Der Beschwerdeführer ist Staatsangehöriger Afghanistans und hatte am 11. April 1994 (zwei Tage nach seiner Einreise in das Bundesgebiet) den Asylantrag gestellt. Anläßlich seiner daraufhin mit ihm durchgeführten niederschriftlichen Befragung vor dem Bundesasylamt am 13. April 1994 gab er zu seinen Fluchtgründen an:

"Ich bin wegen der Probleme meines Bruders B mit ihm mitgeflüchtet. Vor ca. 3 Monaten wurde unser Cousin E von den Mudjaheddin umgebracht. Das erfuhren wir von unserem Onkel. Er hieß K.

Die Mudjaheddin suchten ein paar Mal meinen Vater auf und fragten nach uns. Unsere Wohngegend wurde überhaupt immer nach jungen Leuten durchsucht. Unsere Wohngegend wurde immer wieder von anderen rivalisierenden Mudjaheddin kontrolliert. Die Vorgangsweise derer war aber immer gleich. Ich bin sehr verwirrt. Mein Kopf sollte untersucht werden.

Sonst ist nichts passiert. Mein Onkel sagte nach der Ermordung unseres Cousins, daß wir flüchten müssen. Das haben wir auch getan.

Sonst ist nicht passiert. Andere Gründe habe ich bezüglich meines Asylantrages nicht anzugeben."

Mit Bescheid des Bundesasylamtes vom 18. April 1994 wurde der Asylantrag des Beschwerdeführers abgewiesen. Mit Bescheid der belangten Behörde vom 30. August 1994, dem Beschwerdeführer zu Handen der gesetzlichen Vertretung durch den zuständigen Jugendwohlfahrtsträger am 2. September 1994 zugestellt, wurde die dagegen gerichtete Berufung (rechtskräftig) abgewiesen.

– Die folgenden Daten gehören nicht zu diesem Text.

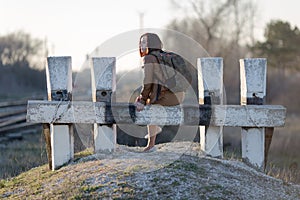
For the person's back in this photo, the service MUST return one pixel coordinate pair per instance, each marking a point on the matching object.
(153, 91)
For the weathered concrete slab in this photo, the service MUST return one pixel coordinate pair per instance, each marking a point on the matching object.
(123, 113)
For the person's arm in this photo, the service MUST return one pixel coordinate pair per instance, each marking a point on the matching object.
(148, 80)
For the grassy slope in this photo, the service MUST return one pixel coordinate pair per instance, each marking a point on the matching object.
(175, 171)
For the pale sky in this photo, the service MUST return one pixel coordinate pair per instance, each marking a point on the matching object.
(76, 28)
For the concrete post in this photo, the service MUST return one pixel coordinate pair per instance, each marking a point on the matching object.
(210, 84)
(59, 88)
(103, 72)
(253, 91)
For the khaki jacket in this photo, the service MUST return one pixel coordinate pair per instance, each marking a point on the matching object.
(153, 92)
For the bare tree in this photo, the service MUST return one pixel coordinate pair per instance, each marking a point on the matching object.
(218, 25)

Mit Eingabe vom 23. November 1994 begehrte der Beschwerdeführer die Wiederaufnahme seines rechtskräftig abgeschlossenen Asylverfahrens gemäß § 69 Abs. 1 Z. 2 AVG und begründete diesen wie folgt:

"Mein Bruder B und ich erhielten auf Umwegen und über einen Boten, der aus Afghanistan nach Wien kam und uns am 9.11. ausfindig machte und besuchte, den beiliegenden Brief meines Onkels, den mein Bruder sofort übersetzen ließ und der Behörde vorlegte. Das Original befindet sich im Wiederaufnahmeantrag meines Bruders.

Daraus geht hervor, daß die Mudjaheddin unser Haus durchsuchten und darin belastende Dokumente und Waffen fanden und daß mein Vater verhaftet wurde.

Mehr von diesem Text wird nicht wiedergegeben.